Philip K. Dick é um dos escritores mais influentes do século XX. Aproximou a ficção científica da filosofia e antecipou algumas das grandes questões do mundo atual. A propósito da estreia de Blade Runner 2049, a Antena 3 lança a Operação Philip K. Dick. Este é o primeiro de três artigos que procuram traçar o perfil do autor e a forma como cinema e música aproveitam as suas ideias extraordinárias.
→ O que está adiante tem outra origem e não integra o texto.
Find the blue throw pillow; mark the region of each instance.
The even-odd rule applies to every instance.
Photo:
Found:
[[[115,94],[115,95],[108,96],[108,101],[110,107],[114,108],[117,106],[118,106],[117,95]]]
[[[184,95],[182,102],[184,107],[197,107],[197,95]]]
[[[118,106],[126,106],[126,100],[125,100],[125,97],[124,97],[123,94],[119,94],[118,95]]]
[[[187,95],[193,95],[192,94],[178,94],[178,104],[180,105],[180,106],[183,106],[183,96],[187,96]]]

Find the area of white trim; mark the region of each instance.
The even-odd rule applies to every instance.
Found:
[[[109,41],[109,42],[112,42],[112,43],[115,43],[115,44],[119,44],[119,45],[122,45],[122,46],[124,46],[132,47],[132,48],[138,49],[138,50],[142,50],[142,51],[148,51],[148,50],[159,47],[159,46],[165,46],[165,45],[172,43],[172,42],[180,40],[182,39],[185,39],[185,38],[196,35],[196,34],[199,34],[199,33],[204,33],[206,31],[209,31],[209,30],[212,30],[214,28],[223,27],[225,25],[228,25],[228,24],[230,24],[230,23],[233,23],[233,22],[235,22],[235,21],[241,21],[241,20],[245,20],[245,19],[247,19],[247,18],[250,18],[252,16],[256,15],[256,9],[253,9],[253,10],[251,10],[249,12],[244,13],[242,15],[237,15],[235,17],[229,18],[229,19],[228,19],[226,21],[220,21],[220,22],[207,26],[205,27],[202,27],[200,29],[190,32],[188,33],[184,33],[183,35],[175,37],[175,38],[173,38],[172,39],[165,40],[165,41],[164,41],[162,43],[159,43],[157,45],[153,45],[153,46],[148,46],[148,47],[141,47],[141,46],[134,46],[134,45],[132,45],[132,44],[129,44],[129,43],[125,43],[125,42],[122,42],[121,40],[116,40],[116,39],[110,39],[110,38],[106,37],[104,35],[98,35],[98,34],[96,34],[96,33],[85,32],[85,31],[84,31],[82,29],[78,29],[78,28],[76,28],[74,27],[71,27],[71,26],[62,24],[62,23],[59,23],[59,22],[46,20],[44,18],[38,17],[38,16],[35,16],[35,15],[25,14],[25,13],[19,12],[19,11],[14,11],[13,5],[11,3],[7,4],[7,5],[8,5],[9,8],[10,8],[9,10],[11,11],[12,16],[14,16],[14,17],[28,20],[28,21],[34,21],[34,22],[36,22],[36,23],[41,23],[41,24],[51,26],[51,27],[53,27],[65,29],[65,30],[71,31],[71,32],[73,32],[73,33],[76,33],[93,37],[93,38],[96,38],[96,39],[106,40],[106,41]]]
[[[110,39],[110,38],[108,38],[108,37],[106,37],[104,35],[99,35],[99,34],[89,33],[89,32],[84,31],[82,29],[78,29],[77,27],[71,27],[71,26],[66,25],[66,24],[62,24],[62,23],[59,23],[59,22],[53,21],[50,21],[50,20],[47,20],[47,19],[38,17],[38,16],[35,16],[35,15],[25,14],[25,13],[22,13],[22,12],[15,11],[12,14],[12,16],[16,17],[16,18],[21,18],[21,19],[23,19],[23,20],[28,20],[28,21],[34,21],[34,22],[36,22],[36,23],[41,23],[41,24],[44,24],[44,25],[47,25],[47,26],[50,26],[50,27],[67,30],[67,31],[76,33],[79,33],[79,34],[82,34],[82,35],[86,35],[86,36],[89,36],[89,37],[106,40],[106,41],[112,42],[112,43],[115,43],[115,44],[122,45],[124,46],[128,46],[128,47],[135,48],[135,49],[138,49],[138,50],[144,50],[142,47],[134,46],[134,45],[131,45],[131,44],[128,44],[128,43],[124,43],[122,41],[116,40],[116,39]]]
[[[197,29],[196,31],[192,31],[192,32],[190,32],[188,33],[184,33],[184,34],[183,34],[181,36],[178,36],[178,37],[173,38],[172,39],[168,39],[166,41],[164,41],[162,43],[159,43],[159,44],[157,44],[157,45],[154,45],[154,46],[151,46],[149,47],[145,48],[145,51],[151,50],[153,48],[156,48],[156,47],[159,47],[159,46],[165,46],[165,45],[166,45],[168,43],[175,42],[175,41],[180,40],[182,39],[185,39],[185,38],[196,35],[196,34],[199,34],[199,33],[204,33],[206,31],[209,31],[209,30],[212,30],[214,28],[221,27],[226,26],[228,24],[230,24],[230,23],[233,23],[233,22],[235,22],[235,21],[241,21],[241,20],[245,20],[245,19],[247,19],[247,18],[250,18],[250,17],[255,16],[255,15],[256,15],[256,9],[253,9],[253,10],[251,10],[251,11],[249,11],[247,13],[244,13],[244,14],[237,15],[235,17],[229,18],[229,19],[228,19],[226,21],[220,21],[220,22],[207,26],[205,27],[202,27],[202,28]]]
Em 1968, ano em que foi publicado Do Androids Dream of Electric Sheep, o livro que seria adaptado ao cinema como Blade Runner, Philip K. Dick descrevia-se, numa curta nota biográfica escrita na terceira pessoa, como tendo estudado na universidade da Califórnia, trabalhado numa loja de discos e em publicidade, feito um programa de rádio de música clássica e estar, naquele momento da sua vida, “interessado em alucinogénos e rapé (snuff)”. Nesta autobiografia (incluída na colectânea de textos The Shifting Realities of Philip K Dick: Selected Literary and Philosophical Writings, 1995), PKD não menciona as dezenas de novelas e contos escritos mas fala do livro mais reconhecido, The Man In The High Castle/O Homem Do Castelo Alto (Prémio Hugo em 1965) e avisa para os perigos de lhe emprestarem dinheiro e possibilidade de roubar os comprimidos de quem se aproximar. Escreve também que o seu melhor livro é o último, Do Androids Dream of Electric Sheep, porque “lida com o infortúnio dos animais e imagina uma sociedade em que o gato ou cão de alguém vale mais em termos de estatuto e custa mais do que a casa ou o carro”. Philip K. Dick adorava gatos, há muitas fotos que o provam, e, noutra biografia do mesmo ano, discorre sobre a influência de Willis, o seu gato, na construção da história. Anos depois, diria que este era o livro de que gostava menos. K. Dick mudava muito de opinião sobre o que escrevia, embora fosse sempre coerente na paranóia.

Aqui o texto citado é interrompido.